I have scheduled tasks(parent) which start in the evening and runs an amount of jobs(children) which can be successful or not. I want to know the success rate for each executed task
Each document of collection jobs_per_task_per_day should contain
{
"_id" : {
"task" : ObjectId("52b31753d925d5b057000001"),
"year" : 2013,
"month" : 12,
"day" : 22
},
"successful" : 12,
"unsuccessful" : 0,
"task" : ObjectId("52b31753d925d5b057000001")
}
However, in my current aggregation script, I group per date. This gives an inaccuracy since the execution of an task can endure the whole night. a job started at 01-02-2014 02:00 is part of the task started at 01-01-2014. not 01-02-2014.
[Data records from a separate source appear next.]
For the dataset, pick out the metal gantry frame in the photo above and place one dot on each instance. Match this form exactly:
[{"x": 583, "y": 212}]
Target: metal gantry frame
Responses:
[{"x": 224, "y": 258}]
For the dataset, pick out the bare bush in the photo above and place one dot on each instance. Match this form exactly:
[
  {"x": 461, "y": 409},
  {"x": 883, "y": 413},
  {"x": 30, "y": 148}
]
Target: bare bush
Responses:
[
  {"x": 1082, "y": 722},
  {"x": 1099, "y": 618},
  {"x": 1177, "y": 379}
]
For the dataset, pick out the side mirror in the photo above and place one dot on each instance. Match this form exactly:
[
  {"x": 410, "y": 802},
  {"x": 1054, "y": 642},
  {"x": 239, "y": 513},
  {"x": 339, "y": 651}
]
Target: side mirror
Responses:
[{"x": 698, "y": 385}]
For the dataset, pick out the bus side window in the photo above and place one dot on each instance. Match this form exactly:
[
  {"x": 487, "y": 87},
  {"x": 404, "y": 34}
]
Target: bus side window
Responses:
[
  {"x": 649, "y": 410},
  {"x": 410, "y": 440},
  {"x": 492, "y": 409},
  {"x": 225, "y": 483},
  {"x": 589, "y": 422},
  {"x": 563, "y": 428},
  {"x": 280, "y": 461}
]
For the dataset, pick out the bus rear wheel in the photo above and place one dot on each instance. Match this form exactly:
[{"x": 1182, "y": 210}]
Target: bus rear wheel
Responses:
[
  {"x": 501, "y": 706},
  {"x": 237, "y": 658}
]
If the job ran after midnight but before 12:00 afternoon the next day, it should be counted to the document of a day earlier. The task itself does not have a date, since it is executed repeatedly with cron.
A Job:
{
"_id" : ObjectId("52b3751dd925d507db013f0e"),
"started_at" : ISODate("2013-12-19T22:37:17.900Z"),
"successful" : true,
"task_id" : ObjectId("52b31f8bd925d5b057000005")
}
A scheduled task:
{
"_id" : ObjectId("52b31f8bd925d5b057000005"),
"schedule" : {
"_id" : ObjectId("52b31784d925d5b057000002"),
"cron" : "30 21 * * *",
"name" : "Foo Import",
"worker_class" : "TaskWorker"
}
}
My current script:
var scheduled_tasks = db.tasks.find({
schedule: {
$exists: true
}
}).toArray()
scheduled_tasks.forEach(function(task) {
var results_total = db.jobs.aggregate({
$match: {
task_id: task._id
}
},
{
$group: {
_id: {
year: {
$year: "$started_at"
},
month: {
$month: "$started_at"
},
day: {
$dayOfMonth: "$started_at"
},
task: "$task_id"
},
successful: {
$sum: {
$cond: ["$successful", 0, 1]
}
},
unsuccessful: {
$sum: {
$cond: ["$successful", 1, 0]
}
},
task: {
$first: "$task_id"
},
}
}, {
$project: {
successful: 1,
unsuccessful: 1,
task: 1
}
}, {
$sort: {
date: -1
}
}
);
db.jobs_per_task_per_day.insert(results_total.result)
});
to group on timespan instead of date i tried to change it to:
$group: {
_id: {
task: "$task_id",
year: { $year: "$started_at" },
month: { $month: "$started_at" },
day: {
$cond: [
{$lt: [{$hour: "$started_at"}, 12]},
{$dayOfMonth: "$started_at"} -1,
{$dayOfMonth: "$started_at"}
]
}
}
However this did not return the desired result, and i'm doubting if it should be in the group operator.
Any help on this would really be appreciated!